Siva Anandaciva, director of policy, events, and partnerships at The King’s Fund, a health think tank, added: “The data reveals a growing structural fault line in the cost to repair NHS buildings and equipment to the standard that patients and staff deserve.
“The cost of clearing the maintenance backlog for the NHS estate in England has risen to £15.9bn, more than the entire capital budget for this year and £2.2bn higher than last year.
“Decrepit NHS buildings have a real and detrimental impact on patient care, with regular examples of flooded corridors, reduced theatre capacity, and roofs at risk of falling in.”
And he raised concerns over the Government’s recent rethink of the New Hospital Programme and its plans to shift health services into communities, stating: “The programme was meant to be the centrepiece of plans to update and rebuild outdated estates, but changes to the programme alongside long delays and rising costs continue to leave staff and patients in limbo.

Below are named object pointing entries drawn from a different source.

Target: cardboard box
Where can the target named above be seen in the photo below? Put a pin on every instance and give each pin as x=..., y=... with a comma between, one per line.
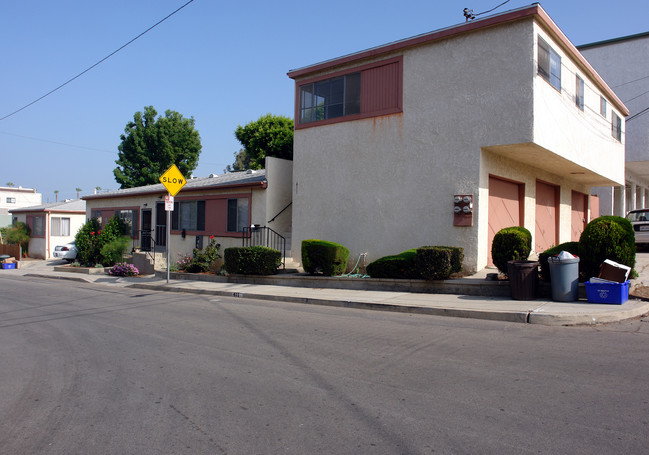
x=612, y=271
x=609, y=293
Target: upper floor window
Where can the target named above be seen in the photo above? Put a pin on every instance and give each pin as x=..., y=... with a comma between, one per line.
x=365, y=91
x=579, y=92
x=549, y=64
x=616, y=127
x=331, y=98
x=60, y=226
x=237, y=214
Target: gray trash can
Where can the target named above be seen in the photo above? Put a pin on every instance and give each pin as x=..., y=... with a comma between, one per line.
x=564, y=277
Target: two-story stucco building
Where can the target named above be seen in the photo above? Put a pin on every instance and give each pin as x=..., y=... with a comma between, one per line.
x=498, y=117
x=624, y=64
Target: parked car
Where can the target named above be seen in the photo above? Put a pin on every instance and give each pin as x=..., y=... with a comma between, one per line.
x=640, y=221
x=67, y=252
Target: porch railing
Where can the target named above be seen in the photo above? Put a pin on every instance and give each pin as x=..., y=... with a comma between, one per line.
x=265, y=236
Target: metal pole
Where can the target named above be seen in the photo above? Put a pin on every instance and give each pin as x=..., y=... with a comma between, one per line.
x=168, y=240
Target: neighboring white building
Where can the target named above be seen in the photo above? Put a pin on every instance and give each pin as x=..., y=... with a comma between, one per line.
x=624, y=64
x=218, y=205
x=51, y=224
x=14, y=198
x=503, y=111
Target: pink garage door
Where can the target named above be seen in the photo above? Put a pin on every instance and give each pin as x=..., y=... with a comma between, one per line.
x=504, y=207
x=578, y=216
x=547, y=216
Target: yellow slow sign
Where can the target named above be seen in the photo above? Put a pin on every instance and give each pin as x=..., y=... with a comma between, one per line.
x=173, y=180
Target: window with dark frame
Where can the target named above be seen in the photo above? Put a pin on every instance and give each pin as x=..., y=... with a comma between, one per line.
x=549, y=64
x=579, y=92
x=616, y=127
x=331, y=98
x=237, y=216
x=188, y=215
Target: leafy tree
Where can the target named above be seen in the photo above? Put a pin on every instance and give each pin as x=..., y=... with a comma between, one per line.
x=270, y=135
x=241, y=162
x=150, y=145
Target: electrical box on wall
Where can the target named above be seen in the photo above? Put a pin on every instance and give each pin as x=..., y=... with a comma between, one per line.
x=463, y=210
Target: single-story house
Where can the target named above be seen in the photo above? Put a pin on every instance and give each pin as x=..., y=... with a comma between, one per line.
x=624, y=64
x=221, y=206
x=51, y=224
x=447, y=137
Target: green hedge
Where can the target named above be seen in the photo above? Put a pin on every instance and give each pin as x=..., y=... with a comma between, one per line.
x=606, y=237
x=252, y=260
x=400, y=266
x=321, y=256
x=511, y=244
x=438, y=262
x=570, y=247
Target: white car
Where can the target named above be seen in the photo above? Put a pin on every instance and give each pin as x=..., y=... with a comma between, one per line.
x=67, y=252
x=640, y=221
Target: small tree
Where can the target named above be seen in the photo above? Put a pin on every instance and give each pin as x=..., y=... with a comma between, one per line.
x=270, y=135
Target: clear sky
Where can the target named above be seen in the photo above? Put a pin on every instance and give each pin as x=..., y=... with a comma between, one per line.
x=223, y=63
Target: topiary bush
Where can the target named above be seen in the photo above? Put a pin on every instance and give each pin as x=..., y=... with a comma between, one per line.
x=321, y=256
x=400, y=266
x=252, y=260
x=438, y=262
x=570, y=247
x=510, y=244
x=606, y=237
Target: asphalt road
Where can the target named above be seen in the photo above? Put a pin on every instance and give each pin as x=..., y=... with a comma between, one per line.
x=92, y=369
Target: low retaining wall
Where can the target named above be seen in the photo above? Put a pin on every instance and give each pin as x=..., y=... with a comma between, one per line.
x=460, y=286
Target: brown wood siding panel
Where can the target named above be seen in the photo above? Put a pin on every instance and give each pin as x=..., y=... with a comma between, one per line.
x=504, y=208
x=381, y=89
x=547, y=214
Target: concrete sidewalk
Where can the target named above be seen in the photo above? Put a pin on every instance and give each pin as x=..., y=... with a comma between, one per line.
x=537, y=311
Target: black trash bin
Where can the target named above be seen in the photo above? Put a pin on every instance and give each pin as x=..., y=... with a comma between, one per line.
x=523, y=279
x=564, y=275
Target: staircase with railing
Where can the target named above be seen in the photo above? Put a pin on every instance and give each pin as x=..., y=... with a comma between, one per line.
x=265, y=236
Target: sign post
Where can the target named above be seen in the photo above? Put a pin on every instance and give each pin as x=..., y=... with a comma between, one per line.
x=173, y=180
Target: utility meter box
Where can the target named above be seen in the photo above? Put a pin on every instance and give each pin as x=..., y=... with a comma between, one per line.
x=463, y=210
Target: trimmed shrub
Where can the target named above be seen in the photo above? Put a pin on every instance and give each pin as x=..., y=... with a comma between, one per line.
x=511, y=244
x=606, y=237
x=400, y=266
x=113, y=252
x=570, y=247
x=252, y=260
x=321, y=256
x=438, y=262
x=123, y=269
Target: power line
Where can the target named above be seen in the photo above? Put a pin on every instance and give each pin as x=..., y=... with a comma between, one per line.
x=100, y=61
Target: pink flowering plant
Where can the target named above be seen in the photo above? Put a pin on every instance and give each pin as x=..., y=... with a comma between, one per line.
x=123, y=269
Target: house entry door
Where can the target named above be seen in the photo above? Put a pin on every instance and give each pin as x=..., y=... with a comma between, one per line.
x=160, y=225
x=145, y=240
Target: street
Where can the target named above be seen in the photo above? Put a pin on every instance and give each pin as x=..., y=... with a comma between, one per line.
x=97, y=369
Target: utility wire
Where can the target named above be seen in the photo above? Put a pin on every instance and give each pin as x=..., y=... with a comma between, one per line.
x=100, y=61
x=485, y=12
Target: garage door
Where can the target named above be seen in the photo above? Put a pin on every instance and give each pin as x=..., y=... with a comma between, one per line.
x=579, y=215
x=547, y=216
x=505, y=209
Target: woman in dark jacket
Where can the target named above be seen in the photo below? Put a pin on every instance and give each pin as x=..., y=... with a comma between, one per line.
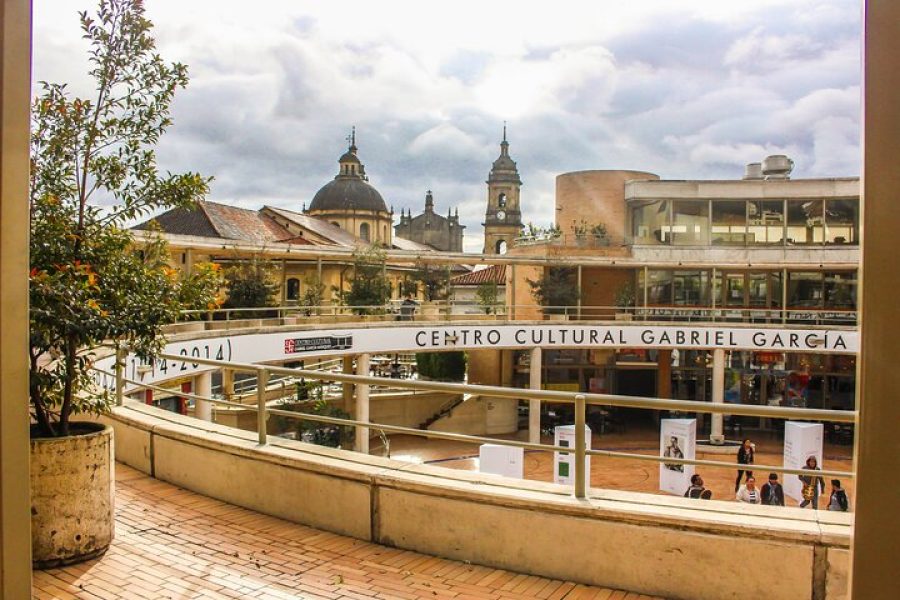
x=811, y=484
x=745, y=457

“Today’s data only covers NHS providers of secondary care – including hospitals, mental health trusts, and ambulances. There is also recent evidence of the deteriorating conditions of GP practices, many of which do not meet patients’ needs today and were built in a different century.
“These outdated practices risk undermining the Government’s ambitions to shift more care closer to the community.
“To develop a more-preventative and community-based NHS, the Government may need to focus any future growth in capital investment into the new neighbourhood health service, while being honest that more hospital estates may continue to go into managed decline in the meantime as a result.
“But these are exactly the type of tough trade-offs that face the Government – they will need to both make some bold choices on where funding should be prioritised and then explain what these changes mean for the care we receive.”
The ERIC data also revealed that the total cost of running the NHS estate – including all NHS trusts and ambulance trusts – was £14bn – up from £13.6bn in 2023/24.
£1.6bn was spent on cleaning (£1.5bn the previous year), while £800,000 was spent on providing inpatient catering services (the same as 20232/24).
And the estate saw an energy consumption of 11.3 billion kWh, at a cost of £11.3bn, up from £11.1bn in 2023/24.